- Artist: Hannah Höch
- Year: 1919
- Type: collage
- Dimensions: 43.7 cm × 34.6 cm (17.2 in × 13.6 in)
- Location: Berlinische Galerie; Berlin;

= Dada-Review =

1919 collage by Hannah Höch

Dada - Review (German: Dada-Rundschau) is a photomontage created by the German artist Hannah Höch in 1919.

==Description==
The work measures 43.7 × 34.6 cm and is in the collection of the Berlinische Galerie in Berlin, Germany.

==Analysis==
In 1919, Hannah Höch began to use photomontage technique in Dada. Despite her traditional artistic education, she continued until the end of life to create her works using a collage technique that combined clippings of print media. In Dada - review, different fragments of text and images depict a grotesque political kaleidoscope.

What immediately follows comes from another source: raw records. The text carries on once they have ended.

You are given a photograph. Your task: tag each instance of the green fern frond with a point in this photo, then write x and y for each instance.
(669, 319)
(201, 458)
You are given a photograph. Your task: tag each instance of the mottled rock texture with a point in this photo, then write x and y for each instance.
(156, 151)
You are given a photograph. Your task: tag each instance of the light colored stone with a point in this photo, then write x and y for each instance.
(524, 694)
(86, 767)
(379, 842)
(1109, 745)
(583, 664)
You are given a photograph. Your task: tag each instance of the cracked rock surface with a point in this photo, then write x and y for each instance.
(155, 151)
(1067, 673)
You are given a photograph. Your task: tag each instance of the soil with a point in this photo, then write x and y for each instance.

The collage is a sectional view of the period after World War I. It is possible to recognize faces of German President Friedrich Ebert in a swimsuit and US President Woodrow Wilson as an angel of peace. There is ridicule, changing perspectives and proportions, and between them words and letters. Höch is the only female Berlin Dadaist who used photomontage to parody "giant global absurdities" using photos, headlines and advertisements from magazines.